Choi et al. [30] aimed to mimic how physicians make decisions. RNN was used for this purpose

with the patient’s past visits in a reverse order. Authors also proposed a different way of using

RNNs such that there were two RNNs for visit-level and variable-level attention mechanism. Their

goal was to predict diagnoses by ﬁrst considering the recent visits of the patient and determining

which visits and which events are worth paying attention. Another study focusing on predicting the

diagnosis of the patient along with the time duration until the next visit was presented [28]. In their

study, elapsed time was incorporated as an attribute concatenated to the input rather than a decay

factor and another variant of RNN, called GRU, was utilized. On the other hand, Che et al. [22]

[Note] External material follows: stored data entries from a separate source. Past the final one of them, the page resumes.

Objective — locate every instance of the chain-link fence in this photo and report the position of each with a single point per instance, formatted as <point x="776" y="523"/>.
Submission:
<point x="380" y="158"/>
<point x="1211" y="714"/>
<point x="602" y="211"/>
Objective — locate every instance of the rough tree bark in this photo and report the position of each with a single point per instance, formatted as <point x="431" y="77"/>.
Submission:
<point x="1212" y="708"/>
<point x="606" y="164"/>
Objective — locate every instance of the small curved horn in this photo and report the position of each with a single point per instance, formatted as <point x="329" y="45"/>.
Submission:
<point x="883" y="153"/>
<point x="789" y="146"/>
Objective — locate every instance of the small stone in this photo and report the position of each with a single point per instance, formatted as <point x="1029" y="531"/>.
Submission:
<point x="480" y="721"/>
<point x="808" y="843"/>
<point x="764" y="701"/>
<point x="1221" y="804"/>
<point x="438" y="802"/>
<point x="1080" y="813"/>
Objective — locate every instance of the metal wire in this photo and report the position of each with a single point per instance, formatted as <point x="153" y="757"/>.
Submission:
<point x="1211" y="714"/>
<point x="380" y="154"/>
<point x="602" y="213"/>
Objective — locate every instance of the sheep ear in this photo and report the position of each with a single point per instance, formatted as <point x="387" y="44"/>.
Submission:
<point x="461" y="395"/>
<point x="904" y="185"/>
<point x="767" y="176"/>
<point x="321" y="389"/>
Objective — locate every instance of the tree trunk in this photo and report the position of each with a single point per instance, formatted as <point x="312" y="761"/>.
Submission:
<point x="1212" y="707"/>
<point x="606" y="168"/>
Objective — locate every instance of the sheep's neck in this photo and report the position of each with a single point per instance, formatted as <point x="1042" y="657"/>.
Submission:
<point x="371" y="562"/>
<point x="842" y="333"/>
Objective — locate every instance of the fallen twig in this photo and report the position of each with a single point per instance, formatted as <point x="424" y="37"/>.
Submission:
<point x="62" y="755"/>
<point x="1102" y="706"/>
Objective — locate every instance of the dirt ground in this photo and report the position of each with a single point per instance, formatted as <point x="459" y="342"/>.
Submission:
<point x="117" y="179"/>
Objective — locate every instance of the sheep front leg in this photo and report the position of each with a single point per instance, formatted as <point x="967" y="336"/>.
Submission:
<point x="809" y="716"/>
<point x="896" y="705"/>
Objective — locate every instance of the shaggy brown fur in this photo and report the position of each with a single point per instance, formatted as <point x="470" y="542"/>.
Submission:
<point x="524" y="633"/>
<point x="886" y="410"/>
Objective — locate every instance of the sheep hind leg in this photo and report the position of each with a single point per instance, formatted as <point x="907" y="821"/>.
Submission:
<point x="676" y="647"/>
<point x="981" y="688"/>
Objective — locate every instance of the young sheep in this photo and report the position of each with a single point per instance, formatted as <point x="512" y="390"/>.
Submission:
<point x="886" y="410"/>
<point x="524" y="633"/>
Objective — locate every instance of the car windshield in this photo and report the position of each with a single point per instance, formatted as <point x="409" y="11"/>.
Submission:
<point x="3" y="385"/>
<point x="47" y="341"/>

aimed to learn patient similarities directly from temporal EHR data for personalized predictions

of Parkinson’s disease. GRU unit was used to encode the similarities between the sequences of

two patients and dynamic time warping was used to measure the similarities between temporal

sequences. A different approach for representation learning from EHR data was introduced [29].

Their method, called Med2Vec, was proposed to learn a representation for both medical codes and

patient visits from large scale EHRs. The learned representations were aimed to be interpretable.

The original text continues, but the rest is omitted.